Tosca en surimpression
Un orchestre totalement convaincant, au service d'un projet qui ne lui rend pas la tâche facile
...”Reste Daniele Rustioni, dont la direction détaillée, analytique, très théâtrale sans être traditionnelle frappe par son raffinement et permet une fois de plus de constater la qualité éminente atteinte par l’orchestre de l’Opéra de Lyon. Je pense que le chef devant une telle production, a été contraint, comme les chanteurs, de travailler au second degré, comme derrière une vitre telle celle qui marque la vision de l’orchestre au début du troisième acte (très belle image d’ailleurs).
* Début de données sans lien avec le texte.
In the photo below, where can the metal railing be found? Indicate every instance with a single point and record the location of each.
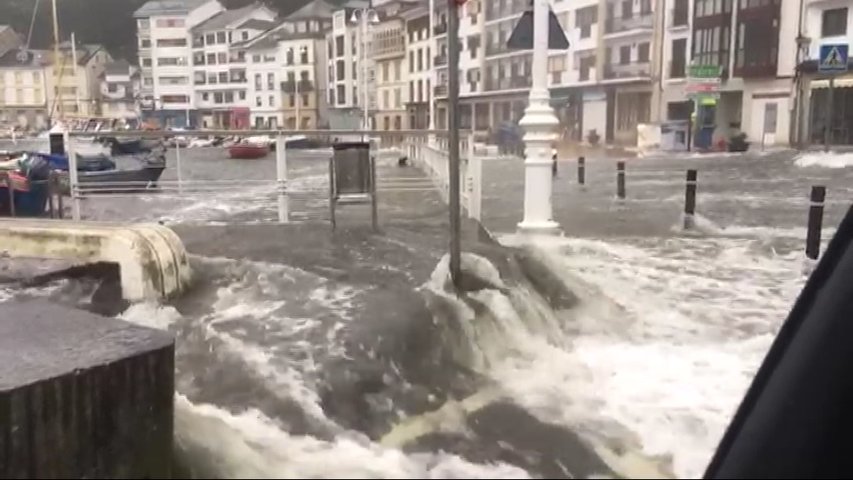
(282, 186)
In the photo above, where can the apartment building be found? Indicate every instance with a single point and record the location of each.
(74, 81)
(418, 67)
(287, 70)
(825, 23)
(219, 76)
(120, 87)
(23, 88)
(165, 54)
(389, 56)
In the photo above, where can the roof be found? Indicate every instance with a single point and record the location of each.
(168, 7)
(272, 38)
(315, 9)
(255, 24)
(25, 58)
(225, 18)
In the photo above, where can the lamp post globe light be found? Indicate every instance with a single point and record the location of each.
(364, 18)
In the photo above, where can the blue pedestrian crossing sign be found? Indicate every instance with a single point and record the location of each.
(833, 58)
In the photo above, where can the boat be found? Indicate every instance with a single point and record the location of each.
(248, 151)
(24, 188)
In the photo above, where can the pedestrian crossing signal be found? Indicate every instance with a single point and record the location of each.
(833, 58)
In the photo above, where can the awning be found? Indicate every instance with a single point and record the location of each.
(841, 82)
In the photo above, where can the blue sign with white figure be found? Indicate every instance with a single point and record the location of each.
(833, 58)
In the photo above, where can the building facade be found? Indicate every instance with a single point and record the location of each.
(165, 56)
(119, 91)
(23, 89)
(220, 78)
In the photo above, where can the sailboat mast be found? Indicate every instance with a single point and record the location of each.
(57, 66)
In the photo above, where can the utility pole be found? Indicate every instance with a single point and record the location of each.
(453, 140)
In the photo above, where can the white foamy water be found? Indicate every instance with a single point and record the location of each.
(248, 443)
(825, 159)
(698, 318)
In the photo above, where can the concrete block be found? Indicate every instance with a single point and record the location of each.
(83, 396)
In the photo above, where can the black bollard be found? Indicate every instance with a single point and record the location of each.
(690, 200)
(620, 180)
(815, 222)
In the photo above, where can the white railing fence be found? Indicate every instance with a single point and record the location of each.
(432, 157)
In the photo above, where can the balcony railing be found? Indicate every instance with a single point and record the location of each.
(629, 70)
(620, 25)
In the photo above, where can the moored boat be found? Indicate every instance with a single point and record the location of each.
(248, 151)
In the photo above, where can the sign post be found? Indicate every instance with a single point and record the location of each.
(833, 60)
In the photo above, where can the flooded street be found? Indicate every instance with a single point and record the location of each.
(307, 353)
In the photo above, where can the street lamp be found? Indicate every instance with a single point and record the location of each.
(364, 17)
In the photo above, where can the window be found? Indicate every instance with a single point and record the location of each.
(170, 42)
(834, 22)
(643, 52)
(171, 61)
(339, 46)
(170, 23)
(584, 20)
(679, 58)
(624, 55)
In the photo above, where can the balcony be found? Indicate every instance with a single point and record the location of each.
(639, 24)
(627, 71)
(679, 17)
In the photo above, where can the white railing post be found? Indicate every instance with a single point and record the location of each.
(73, 179)
(281, 178)
(178, 166)
(475, 171)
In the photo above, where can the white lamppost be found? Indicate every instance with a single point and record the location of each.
(364, 17)
(539, 124)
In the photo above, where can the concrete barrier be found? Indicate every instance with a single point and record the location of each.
(83, 396)
(151, 258)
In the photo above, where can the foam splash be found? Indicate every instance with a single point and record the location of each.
(825, 159)
(704, 314)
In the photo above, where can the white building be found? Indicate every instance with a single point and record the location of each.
(825, 23)
(221, 89)
(23, 89)
(120, 87)
(417, 70)
(163, 31)
(287, 68)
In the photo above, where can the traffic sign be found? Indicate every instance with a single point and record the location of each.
(833, 58)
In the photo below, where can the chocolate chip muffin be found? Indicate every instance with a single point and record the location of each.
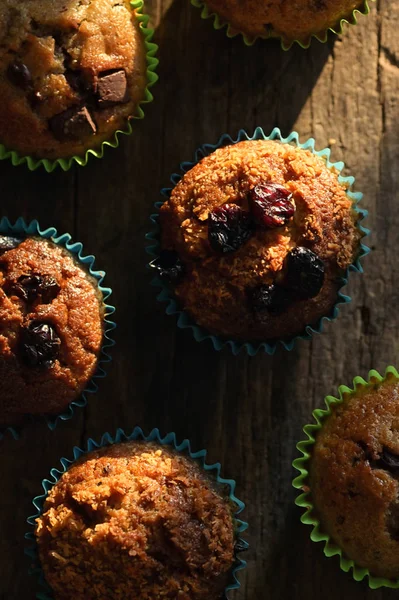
(51, 328)
(354, 476)
(293, 20)
(255, 239)
(71, 74)
(136, 520)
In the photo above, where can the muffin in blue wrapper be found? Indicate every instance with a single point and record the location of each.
(156, 503)
(56, 327)
(255, 241)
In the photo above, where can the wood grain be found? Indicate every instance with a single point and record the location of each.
(248, 412)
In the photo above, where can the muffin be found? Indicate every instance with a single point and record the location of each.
(136, 520)
(255, 240)
(51, 328)
(71, 74)
(353, 476)
(290, 21)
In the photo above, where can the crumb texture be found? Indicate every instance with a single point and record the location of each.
(135, 520)
(215, 288)
(354, 477)
(71, 73)
(289, 19)
(72, 307)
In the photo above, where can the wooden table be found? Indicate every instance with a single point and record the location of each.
(248, 412)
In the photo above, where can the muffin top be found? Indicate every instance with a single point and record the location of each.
(51, 327)
(261, 231)
(136, 520)
(71, 74)
(294, 20)
(354, 477)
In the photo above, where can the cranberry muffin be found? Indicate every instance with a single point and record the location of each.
(255, 240)
(136, 520)
(71, 74)
(290, 21)
(51, 328)
(353, 476)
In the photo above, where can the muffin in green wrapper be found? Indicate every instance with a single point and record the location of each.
(290, 22)
(350, 478)
(71, 78)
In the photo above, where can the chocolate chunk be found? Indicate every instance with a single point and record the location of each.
(39, 345)
(112, 88)
(35, 287)
(78, 81)
(19, 75)
(73, 123)
(8, 243)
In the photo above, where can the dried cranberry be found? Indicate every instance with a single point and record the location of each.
(39, 345)
(304, 272)
(388, 461)
(271, 298)
(271, 205)
(229, 227)
(19, 75)
(34, 286)
(169, 265)
(9, 243)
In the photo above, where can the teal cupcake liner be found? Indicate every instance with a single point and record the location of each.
(66, 163)
(301, 482)
(231, 32)
(76, 248)
(184, 321)
(137, 434)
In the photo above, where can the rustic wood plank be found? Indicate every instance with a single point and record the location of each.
(248, 412)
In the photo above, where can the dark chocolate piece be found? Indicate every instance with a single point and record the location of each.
(39, 345)
(112, 89)
(19, 75)
(73, 123)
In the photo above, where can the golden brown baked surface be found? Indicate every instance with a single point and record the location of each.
(136, 520)
(354, 476)
(42, 370)
(215, 287)
(71, 74)
(289, 19)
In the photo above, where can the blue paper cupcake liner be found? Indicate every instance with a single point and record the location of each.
(76, 248)
(184, 321)
(137, 434)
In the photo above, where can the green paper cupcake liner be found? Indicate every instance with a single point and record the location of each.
(66, 163)
(76, 248)
(184, 321)
(137, 434)
(231, 32)
(301, 464)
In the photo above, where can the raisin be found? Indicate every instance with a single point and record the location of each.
(9, 243)
(304, 272)
(39, 345)
(271, 298)
(271, 205)
(34, 286)
(169, 266)
(229, 227)
(19, 75)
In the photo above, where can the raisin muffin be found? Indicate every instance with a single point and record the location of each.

De fait la musique commence après un prologue assez souriant, qui atténue les premiers accords dans leurs effets tonitruants. Rustioni aussi ne peut jouer l’émotion en direct, mais médiatisée par la situation, accompagnant un chant lui‐même modulé par le dispositif voulu. Rustioni réussit le défi de ne pas diriger une Tosca ordinaire ni expressionniste, parce qu’il sait que la mise en scène et la direction musicale doivent fonctionner au même rythme et dans la même couleur. Rustioni n’est jamais explosif, jamais vulgaire et en profite, face au raffinement intellectuel de l’approche, de répondre par un travail de détail, exaltant les complexités de l’écriture puccinienne, que l’orchestre découvrait soit dit en passant. Le troisième acte permet de se concentrer sur cette écriture parce qu'on voit l'orchestre : les bois sont merveilleusement exaltés, et le rôle de chaque instrument est mis en valeur, qui fait quelquefois penser à des musiques bien plus récentes, tout en maintenant la tension ambiante. Le deuxième acte montre un sens dramatique particulièrement acéré, sans jamais surjouer, sans jamais exagérer, et avec un raffinement qui contredit ceux qui pensent que Puccini est un compositeur banal. L’écriture puccinienne, qui fascinait Schönberg, est une écriture très moderne, il suffit de se concentrer sur des lignes de forces de certains instruments pour le constater. Et Daniele Rustioni montre cette complexité et rend justice par sa limpidité à cette écriture, un travail irréprochable en cohérence avec une production qui met le chef en posture difficile parce qu’il dirige en quelque sorte, dans le vide ou au bord du gouffre, dedans et dehors, une histoire qui n’est pas celle qu’on voit sur scène, comme une langue qui ne se parle pas comme elle s’écrit. ...
...A revoir absolument dans l’ambiance de l’Opéra de Lyon, cet hiver.”